Oysa ki ben, masa görevi yapan yaşıtlarıma göre, iki mislinden fazla maaş alarak başlamıştım memuriyete. Hazine ve Kambiyo Kontrolörleri de diğer denetim görevlileri gibi epey yüksek maaş alırdı.

Gerçi, aileme yardım etmek zorundaydım ama bu sadece benim değil, pek çok arkadaşımın da sorunuydu.

Sonraki yıllarda da zaman zaman işsiz kalmış olsam da hep yüksek maaşlı sayılabilecek üst görevlerde bulundum:

Maliye’de, Yabancı Sermaye Şube Müdürlüğü ve Bakanlık Kambiyo Müdürlüğü yaptıktan sonra, Karadeniz Bakır İşletmeleri Genel Müdür Yardımcısı oldum.
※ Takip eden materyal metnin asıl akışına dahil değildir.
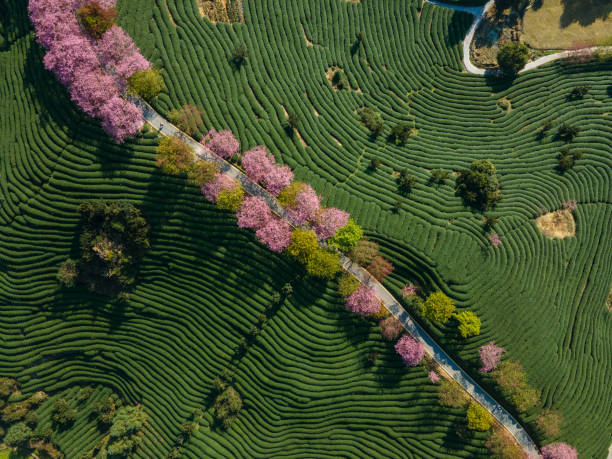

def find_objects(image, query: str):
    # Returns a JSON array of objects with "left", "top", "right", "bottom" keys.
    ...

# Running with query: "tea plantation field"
[
  {"left": 119, "top": 0, "right": 612, "bottom": 457},
  {"left": 0, "top": 2, "right": 487, "bottom": 458}
]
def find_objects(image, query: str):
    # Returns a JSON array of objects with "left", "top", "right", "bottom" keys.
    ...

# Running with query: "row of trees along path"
[{"left": 128, "top": 96, "right": 539, "bottom": 457}]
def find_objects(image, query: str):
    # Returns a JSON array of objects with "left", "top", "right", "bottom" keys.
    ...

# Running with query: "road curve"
[
  {"left": 425, "top": 0, "right": 612, "bottom": 74},
  {"left": 128, "top": 96, "right": 539, "bottom": 457}
]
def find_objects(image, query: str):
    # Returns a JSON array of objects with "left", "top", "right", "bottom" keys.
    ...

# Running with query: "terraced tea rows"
[
  {"left": 119, "top": 0, "right": 612, "bottom": 457},
  {"left": 0, "top": 9, "right": 498, "bottom": 457}
]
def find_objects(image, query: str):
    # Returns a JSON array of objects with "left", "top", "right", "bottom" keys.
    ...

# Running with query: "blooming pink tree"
[
  {"left": 346, "top": 284, "right": 381, "bottom": 317},
  {"left": 286, "top": 184, "right": 318, "bottom": 225},
  {"left": 478, "top": 341, "right": 506, "bottom": 373},
  {"left": 378, "top": 316, "right": 404, "bottom": 341},
  {"left": 255, "top": 217, "right": 291, "bottom": 253},
  {"left": 395, "top": 335, "right": 425, "bottom": 367},
  {"left": 96, "top": 25, "right": 151, "bottom": 81},
  {"left": 489, "top": 233, "right": 501, "bottom": 248},
  {"left": 314, "top": 207, "right": 349, "bottom": 239},
  {"left": 200, "top": 172, "right": 238, "bottom": 203},
  {"left": 542, "top": 443, "right": 578, "bottom": 459},
  {"left": 236, "top": 196, "right": 272, "bottom": 230},
  {"left": 201, "top": 129, "right": 238, "bottom": 159}
]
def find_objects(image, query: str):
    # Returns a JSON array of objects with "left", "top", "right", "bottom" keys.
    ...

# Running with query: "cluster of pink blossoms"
[
  {"left": 28, "top": 0, "right": 151, "bottom": 142},
  {"left": 201, "top": 129, "right": 240, "bottom": 159},
  {"left": 242, "top": 145, "right": 293, "bottom": 196},
  {"left": 542, "top": 443, "right": 578, "bottom": 459},
  {"left": 395, "top": 335, "right": 425, "bottom": 367},
  {"left": 200, "top": 172, "right": 238, "bottom": 203},
  {"left": 346, "top": 284, "right": 380, "bottom": 317},
  {"left": 478, "top": 341, "right": 506, "bottom": 373}
]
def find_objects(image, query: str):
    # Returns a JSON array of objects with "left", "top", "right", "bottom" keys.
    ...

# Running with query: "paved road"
[
  {"left": 130, "top": 97, "right": 538, "bottom": 456},
  {"left": 425, "top": 0, "right": 612, "bottom": 74}
]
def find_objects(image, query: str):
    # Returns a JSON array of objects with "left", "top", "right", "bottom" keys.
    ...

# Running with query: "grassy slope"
[
  {"left": 120, "top": 0, "right": 612, "bottom": 457},
  {"left": 0, "top": 4, "right": 486, "bottom": 458}
]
Sonra Ankara Belediyesi Özlük İşleri Müdürü, Merkez Bankası Ekonomik Araştırma Uzmanı ve nihayet Tariş Genel Müdürü.

Bütün bu süre içinde hiç araba alamadım da, Tariş’ten sonra, zorunlu olarak göbek mantarı, badem ticareti yaptığımda, önce eski model bir Anadol, sonra onu satıp 1977 model bir Murat arabam oldu. Murat, 7 yıl önce satılıp, oğluma bilgisayar alındı… Çok da iyi yapıldı. Oğlum, bilgisayar konusunda aşama yaparken, ben de ikide bir yolda kalmaktan, trafik muayenelerinden ve vergiden kurtuldum.

Anadol’um da çok matraktı: Her şiddetli yağmurda iki kapısına da su dolar açıp-kapadıkça, lakur lukur su sesi gelirdi…

Memurların, çok büyük bölümü benim gibi. Bir çoğu, karı-koca çalışıyor. Kreş çok para yese de kadının parasının, bütçeye katkısı oluyor. Kimi memur, mesai dışında, simit satıyor, taksicilik veya pazarcılık yapıyor. Bunlar da suç. Görmezden gelinmesi gereken, çünkü çaresizlikten kaynaklanan suçlar…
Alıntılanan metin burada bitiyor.